Prove using the delta epsilon definition that
$$ L = \lim_{(x,y)\rightarrow (0,0)}\frac{x^5e^{xy}}{x^2+e^y}=0 $$
What I have done so far: $$\left | \frac{x^5e^{xy}}{x^2+e^y}-0 \right |< \epsilon \;\;\;\;\;\;\;\;\;\;\;\;\;\;\; 0<\sqrt{x^2+y^2}<\delta$$
Then $$ \left | \frac{x^5e^{xy}}{x^2+e^y}-0 \right |=\left | \frac{x^5e^{xy}}{x^2+e^y} \right |\leq \left | \frac{x^5e^{xy}}{x^2} \right |=\left | x^3 \right |\left | e^{xy} \right |=... $$
And this is where I get stuck, how should I proceed?
On
Be careful! You will also want to take limit along $x=0$ too so you shouldn't leave $x^2$ alone in the denominator.

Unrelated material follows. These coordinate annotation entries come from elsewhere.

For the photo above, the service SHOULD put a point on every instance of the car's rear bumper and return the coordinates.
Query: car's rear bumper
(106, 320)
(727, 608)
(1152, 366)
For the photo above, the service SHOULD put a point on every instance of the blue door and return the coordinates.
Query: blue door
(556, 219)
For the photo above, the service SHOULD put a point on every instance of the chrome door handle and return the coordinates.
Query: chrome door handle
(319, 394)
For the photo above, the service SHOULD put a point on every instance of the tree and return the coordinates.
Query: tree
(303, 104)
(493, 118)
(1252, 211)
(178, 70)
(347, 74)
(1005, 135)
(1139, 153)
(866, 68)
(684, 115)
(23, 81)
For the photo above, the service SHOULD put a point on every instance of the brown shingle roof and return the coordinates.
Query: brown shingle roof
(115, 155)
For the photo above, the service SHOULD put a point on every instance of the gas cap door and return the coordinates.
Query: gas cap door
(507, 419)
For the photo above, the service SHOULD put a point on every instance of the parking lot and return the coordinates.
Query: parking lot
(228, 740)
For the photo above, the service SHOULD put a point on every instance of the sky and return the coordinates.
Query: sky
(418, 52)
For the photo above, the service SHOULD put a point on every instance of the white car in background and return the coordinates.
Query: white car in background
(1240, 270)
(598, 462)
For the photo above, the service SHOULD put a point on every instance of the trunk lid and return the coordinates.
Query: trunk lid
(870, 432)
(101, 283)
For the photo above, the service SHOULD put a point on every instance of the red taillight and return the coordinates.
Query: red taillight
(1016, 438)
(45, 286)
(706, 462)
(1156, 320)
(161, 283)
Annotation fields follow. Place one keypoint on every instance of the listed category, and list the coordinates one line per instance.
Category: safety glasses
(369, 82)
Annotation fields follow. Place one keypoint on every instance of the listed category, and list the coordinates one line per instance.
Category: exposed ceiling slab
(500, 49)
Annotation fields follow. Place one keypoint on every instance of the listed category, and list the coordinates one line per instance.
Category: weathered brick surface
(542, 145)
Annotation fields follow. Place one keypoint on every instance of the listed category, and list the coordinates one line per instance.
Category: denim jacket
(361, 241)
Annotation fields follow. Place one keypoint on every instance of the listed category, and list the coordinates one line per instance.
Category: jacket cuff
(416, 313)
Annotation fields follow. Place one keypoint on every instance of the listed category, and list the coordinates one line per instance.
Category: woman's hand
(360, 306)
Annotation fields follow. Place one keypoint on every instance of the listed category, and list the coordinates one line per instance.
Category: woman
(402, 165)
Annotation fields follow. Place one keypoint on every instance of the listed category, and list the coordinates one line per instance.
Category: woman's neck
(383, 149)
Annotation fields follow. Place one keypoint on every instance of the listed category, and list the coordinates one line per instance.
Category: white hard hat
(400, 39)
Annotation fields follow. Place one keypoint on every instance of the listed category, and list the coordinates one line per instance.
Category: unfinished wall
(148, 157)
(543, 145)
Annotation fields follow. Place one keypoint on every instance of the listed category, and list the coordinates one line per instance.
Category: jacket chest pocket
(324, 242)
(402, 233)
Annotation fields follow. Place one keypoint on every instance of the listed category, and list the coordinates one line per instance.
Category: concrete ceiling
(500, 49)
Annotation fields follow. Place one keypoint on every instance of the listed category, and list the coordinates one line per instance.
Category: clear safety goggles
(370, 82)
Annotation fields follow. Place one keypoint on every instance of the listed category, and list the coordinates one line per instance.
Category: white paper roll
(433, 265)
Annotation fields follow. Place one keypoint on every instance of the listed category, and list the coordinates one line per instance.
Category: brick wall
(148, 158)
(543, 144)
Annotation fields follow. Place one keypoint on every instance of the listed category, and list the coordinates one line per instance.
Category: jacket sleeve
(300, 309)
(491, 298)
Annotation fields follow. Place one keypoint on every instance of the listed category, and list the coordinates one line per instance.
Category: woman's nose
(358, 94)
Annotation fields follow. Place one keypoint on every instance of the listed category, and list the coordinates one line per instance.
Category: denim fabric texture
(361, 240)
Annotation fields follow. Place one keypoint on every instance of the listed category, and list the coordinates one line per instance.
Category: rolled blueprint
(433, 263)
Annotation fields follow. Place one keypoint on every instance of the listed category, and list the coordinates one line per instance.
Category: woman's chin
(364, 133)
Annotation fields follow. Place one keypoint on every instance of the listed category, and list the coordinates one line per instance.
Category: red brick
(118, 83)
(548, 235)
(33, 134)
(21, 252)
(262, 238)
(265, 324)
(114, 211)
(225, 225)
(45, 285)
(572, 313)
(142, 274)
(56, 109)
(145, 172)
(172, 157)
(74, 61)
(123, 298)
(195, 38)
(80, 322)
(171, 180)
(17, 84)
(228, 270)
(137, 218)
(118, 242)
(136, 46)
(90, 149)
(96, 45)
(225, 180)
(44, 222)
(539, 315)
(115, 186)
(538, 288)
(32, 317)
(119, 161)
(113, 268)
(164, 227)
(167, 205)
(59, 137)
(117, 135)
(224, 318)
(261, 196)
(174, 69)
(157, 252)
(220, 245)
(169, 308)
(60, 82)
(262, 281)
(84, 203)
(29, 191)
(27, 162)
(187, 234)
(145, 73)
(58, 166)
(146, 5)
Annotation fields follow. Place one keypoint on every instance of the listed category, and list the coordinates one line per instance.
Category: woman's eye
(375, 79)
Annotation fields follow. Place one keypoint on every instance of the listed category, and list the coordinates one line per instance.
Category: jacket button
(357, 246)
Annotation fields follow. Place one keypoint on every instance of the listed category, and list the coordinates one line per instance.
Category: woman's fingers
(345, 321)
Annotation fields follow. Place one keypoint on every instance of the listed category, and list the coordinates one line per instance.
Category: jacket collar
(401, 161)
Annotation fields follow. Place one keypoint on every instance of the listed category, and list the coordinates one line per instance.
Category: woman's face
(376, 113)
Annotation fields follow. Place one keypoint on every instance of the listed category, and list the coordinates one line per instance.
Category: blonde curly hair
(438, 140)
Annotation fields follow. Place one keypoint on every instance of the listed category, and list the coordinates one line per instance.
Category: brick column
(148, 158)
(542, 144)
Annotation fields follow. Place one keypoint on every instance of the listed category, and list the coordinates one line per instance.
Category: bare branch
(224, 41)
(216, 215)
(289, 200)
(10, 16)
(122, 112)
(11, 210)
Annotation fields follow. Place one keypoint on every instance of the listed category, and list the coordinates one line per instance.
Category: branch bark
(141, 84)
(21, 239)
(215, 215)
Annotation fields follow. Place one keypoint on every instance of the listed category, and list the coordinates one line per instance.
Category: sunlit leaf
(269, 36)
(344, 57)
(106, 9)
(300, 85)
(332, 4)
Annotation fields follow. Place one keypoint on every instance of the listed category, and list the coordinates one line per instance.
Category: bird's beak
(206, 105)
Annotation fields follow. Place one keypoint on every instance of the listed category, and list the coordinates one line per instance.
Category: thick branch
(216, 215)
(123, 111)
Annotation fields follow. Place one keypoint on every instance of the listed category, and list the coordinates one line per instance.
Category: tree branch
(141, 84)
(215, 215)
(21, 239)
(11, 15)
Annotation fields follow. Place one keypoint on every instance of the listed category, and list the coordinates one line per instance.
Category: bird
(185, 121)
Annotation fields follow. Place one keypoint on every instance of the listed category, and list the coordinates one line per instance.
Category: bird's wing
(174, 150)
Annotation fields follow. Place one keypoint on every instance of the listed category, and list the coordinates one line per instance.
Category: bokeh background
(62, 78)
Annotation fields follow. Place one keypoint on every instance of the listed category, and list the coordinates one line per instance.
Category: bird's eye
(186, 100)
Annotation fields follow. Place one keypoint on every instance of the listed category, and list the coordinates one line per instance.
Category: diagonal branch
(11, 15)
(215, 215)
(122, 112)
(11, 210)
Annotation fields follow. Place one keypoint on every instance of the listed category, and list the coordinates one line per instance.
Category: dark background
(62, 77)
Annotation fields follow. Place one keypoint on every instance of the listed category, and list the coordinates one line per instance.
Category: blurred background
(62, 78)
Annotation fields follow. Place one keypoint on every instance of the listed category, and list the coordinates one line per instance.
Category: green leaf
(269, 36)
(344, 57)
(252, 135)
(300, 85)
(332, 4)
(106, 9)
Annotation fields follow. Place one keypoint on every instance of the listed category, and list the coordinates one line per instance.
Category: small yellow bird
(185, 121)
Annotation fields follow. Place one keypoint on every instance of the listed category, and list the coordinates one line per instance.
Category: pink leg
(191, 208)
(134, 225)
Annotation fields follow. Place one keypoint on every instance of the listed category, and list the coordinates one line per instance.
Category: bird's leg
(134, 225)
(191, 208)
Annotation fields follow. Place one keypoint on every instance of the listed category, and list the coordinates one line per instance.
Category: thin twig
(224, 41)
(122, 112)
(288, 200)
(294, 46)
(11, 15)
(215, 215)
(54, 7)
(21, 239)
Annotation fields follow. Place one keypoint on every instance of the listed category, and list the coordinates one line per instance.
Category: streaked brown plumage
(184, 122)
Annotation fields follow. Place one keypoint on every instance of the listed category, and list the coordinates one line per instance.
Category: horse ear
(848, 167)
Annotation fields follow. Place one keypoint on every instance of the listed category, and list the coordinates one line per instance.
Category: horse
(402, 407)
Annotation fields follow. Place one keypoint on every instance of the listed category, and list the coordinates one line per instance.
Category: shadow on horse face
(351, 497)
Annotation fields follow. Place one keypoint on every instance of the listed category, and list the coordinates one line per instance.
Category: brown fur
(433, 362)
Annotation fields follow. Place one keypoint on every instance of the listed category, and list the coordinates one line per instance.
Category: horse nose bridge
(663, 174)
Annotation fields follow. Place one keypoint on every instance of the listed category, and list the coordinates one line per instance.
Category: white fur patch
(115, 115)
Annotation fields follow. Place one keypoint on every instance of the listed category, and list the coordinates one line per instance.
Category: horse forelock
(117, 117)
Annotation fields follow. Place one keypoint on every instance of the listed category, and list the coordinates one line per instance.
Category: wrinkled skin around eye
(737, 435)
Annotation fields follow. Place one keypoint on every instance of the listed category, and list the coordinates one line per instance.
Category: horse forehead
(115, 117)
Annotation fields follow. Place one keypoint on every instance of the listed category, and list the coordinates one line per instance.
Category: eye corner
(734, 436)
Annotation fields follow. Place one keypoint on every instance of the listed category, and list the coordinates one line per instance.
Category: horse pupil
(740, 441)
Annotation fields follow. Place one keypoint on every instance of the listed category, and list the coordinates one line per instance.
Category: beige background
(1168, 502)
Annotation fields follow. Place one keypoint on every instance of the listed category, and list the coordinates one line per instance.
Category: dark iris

Instead, look at $$ \left\lvert\frac{x^5 e^{xy}}{x^2+e^y}\right\rvert \leq \frac{\lvert x^5 e^{xy}\rvert}{e^y}=\lvert x^5\rvert\cdot e^{(x-1)y} $$ where the inequality comes from $e^y>0$ and $x^2\geq 0$.
On
$$ L = \lim_{(x,y)\rightarrow (0,0)}\frac{x^5e^{xy}}{x^2+e^y}=0 $$
Now $$\left | \frac{x^5e^{xy}}{x^2+e^y}-0 \right |< \epsilon \;\;\;\;\;\;\;\;\;\;\;\;\;\;\; 0<\sqrt{x^2+y^2}<\delta$$
Then $$ \left | \frac{x^5e^{xy}}{x^2+e^y}-0 \right |=\left | \frac{x^5e^{xy}}{x^2+e^y} \right |\leq \left | \frac{x^5e^{xy}}{e^y} \right |=\left | x^5 \right |e^{(x-1)y} $$
$$ <\left | x^5 \right |e\leq \left | x^2 \right |e\leq \left | x^2+y^2 \right |e\leq \left | x+y \right |e $$ $$ \leq e\sqrt{x^2+y^2}<e\delta $$ Thus
$$ e\delta=\epsilon \Rightarrow \delta=\frac{\epsilon}{e} $$
Note that for $|x|,|y|<1$ you have that $|e^{xy}|<e$ and $|x^3|\leq|x^2|\leq|x^2+y^2|$.
Can you proceed, choosing $\delta$ small enough so that the given expression is less than $\epsilon$?